The relation to this aesthetic care in the digital environment could be translated into some examples, such as when there are good patterns on spacing and alignment rules, typography choice, color scheme, image treatment, iconography and illustrations style and so on. Long story short, there must be a good and consistent design system. When these points are not well executed, it can cause one of the worst kind of bad experiences for the users: when they feel that something is wrong, but they don’t exactly know what it is. That is indeed frustrating.
A good example of a product (well, rather a service) which has both the function and the visual well combined is AirBnb.
When we analyze and experience AirBnb we realize why it is a reference today. The brand has its own design system, a consistent and good visual representation on different platforms plus great functionality in an attractive service. That combination makes the user explore longer.
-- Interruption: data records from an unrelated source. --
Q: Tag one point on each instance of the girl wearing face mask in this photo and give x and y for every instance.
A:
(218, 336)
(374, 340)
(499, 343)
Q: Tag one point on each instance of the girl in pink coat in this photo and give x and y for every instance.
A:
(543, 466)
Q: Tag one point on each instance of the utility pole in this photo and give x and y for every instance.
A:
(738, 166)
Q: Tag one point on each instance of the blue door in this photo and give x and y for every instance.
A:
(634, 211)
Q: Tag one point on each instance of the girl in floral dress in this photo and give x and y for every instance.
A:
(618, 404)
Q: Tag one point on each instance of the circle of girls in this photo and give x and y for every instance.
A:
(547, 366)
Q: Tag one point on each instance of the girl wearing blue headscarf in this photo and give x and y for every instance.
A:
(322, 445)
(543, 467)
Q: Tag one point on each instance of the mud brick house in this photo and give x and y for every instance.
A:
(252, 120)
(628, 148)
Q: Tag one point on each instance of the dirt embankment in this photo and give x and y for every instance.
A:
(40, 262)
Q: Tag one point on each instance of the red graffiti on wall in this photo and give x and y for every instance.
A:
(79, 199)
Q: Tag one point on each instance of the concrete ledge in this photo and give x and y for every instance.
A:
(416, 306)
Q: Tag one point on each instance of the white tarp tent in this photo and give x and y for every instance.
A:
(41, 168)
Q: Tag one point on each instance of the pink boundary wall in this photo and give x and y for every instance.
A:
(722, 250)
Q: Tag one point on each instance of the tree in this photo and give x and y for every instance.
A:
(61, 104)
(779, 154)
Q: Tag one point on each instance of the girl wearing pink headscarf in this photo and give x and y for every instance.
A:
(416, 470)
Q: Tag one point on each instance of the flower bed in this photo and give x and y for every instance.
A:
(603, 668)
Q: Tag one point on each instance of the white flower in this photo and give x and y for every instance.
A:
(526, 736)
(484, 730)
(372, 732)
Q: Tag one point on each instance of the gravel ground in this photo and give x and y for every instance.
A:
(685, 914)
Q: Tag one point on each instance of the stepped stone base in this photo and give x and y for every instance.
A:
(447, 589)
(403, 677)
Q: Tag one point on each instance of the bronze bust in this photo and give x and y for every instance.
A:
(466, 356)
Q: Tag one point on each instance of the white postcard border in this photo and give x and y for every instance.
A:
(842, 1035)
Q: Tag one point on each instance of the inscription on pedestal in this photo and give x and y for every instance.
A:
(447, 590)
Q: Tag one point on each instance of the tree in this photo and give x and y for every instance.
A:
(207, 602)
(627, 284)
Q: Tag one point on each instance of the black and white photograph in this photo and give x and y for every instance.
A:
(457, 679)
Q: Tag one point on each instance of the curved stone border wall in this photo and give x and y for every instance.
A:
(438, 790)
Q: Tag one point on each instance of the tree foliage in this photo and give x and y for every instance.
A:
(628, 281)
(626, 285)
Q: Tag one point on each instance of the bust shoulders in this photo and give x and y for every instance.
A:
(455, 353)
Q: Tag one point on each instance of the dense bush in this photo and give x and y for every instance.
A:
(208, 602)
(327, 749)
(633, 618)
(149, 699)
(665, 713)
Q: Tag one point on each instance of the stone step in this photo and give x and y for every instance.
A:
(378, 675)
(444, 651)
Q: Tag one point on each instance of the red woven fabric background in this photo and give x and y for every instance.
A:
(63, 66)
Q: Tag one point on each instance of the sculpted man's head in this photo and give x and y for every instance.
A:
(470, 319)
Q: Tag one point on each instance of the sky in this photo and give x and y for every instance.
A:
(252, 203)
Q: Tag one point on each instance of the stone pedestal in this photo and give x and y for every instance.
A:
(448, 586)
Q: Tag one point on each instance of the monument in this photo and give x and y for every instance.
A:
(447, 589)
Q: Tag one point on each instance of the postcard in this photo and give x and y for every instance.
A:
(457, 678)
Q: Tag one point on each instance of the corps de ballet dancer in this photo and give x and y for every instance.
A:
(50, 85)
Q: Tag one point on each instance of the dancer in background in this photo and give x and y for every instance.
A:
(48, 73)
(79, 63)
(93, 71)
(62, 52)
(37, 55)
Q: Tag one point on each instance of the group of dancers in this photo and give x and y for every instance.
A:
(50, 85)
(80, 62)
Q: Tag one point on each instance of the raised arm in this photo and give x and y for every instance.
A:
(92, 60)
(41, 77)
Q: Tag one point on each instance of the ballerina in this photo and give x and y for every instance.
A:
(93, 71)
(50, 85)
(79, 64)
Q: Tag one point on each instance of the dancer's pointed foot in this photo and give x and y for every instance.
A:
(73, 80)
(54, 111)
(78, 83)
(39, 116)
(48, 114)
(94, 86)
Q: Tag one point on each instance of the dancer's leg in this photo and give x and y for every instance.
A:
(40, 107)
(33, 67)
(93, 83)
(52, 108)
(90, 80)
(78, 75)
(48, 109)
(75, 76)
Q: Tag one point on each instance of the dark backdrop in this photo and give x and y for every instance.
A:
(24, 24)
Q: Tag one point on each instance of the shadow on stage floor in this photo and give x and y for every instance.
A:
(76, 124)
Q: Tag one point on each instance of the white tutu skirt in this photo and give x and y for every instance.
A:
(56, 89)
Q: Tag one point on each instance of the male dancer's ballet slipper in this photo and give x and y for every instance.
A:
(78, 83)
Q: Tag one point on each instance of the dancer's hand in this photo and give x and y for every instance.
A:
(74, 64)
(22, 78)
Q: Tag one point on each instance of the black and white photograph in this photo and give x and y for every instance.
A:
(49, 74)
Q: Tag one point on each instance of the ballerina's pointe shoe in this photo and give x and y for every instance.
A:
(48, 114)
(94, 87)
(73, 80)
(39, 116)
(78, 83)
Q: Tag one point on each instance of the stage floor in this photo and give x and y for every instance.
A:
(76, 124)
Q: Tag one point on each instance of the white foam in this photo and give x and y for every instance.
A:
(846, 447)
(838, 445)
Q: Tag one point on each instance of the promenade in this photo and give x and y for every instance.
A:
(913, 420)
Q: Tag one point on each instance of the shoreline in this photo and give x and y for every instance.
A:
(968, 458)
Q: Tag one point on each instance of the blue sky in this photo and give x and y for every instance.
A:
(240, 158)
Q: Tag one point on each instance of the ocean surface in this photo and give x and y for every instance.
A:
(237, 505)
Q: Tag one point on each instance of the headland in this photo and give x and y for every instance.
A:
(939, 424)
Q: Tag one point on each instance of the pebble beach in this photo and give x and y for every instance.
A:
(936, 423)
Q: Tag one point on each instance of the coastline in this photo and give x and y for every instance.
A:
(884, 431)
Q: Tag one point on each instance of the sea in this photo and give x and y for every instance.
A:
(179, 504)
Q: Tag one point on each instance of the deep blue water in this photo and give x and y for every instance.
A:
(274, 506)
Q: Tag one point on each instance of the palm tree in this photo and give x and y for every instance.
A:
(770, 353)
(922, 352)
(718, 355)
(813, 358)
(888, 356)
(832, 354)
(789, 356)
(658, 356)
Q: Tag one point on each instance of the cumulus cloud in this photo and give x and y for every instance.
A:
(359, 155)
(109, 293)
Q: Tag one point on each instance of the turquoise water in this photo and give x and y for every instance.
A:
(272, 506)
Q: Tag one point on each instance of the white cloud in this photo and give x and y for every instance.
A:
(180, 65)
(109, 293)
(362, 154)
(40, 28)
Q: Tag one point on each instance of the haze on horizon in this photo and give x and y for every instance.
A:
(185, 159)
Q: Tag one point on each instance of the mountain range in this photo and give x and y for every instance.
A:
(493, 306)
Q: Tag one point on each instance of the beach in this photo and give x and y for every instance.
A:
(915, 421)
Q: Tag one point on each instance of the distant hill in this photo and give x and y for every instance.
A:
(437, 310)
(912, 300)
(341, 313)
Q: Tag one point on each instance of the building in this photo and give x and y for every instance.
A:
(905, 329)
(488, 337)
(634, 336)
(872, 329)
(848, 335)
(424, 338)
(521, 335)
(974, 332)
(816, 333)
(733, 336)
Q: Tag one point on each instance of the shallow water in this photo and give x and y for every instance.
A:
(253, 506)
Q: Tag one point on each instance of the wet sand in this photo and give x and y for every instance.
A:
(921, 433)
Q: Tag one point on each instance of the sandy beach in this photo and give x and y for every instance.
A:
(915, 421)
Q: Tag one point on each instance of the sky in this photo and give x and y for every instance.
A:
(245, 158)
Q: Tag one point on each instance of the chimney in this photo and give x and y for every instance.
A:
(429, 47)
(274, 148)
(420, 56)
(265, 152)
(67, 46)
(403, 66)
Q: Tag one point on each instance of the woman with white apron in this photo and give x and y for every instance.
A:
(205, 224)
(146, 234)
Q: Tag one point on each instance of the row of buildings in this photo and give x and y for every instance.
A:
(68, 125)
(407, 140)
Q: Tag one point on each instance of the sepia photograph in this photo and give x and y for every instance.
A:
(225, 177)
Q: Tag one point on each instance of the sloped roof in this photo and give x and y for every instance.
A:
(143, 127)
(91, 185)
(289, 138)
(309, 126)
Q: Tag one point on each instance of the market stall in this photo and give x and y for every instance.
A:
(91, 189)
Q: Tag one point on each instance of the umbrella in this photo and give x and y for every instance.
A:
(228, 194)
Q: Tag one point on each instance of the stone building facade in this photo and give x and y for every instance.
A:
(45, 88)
In the story of AirBnb’s success, aesthetics played a big role. Back in 2009, while trying to understand why they weren’t growing, they noticed a pattern on their listing: bad homemade photos ineffectively described what people would pay for. Then, the three founders went to New York, and upgraded the old pictures with beautiful high-resolution ones with a rented camera. This was a turning point for the company. It doubled their weekly revenue.
The Other Way Around
Of course, the aesthetic factor will not solve all the problems by itself. As I mentioned before in the restaurant’s story, it wouldn’t work properly if the environment was beautiful and comfy, but the food and services were awful. The visual design needs to have a purpose. It can’t just be decorative or something that the designer likes personally. The main role of a good visual designer is to be ‘the bridge’ connecting the business needs, user needs and the aesthetic factor to build something attractive and functional.
In the end, we need to consider the explicit (functional) and the implicit (visual) factors in order to create a well-rounded experience.
What really matters for the sake of the final product, it neither needs to be useless to be beautiful nor ugly to be functional.
Aesthetics and functionality should walk side by side. Some companies, studios, and designers care only about the functionality and launch their products with the ‘minimum acceptable visual’, with an interface not ugly, but also not nice. Refined visual, could transform the product from something regular to something outstanding.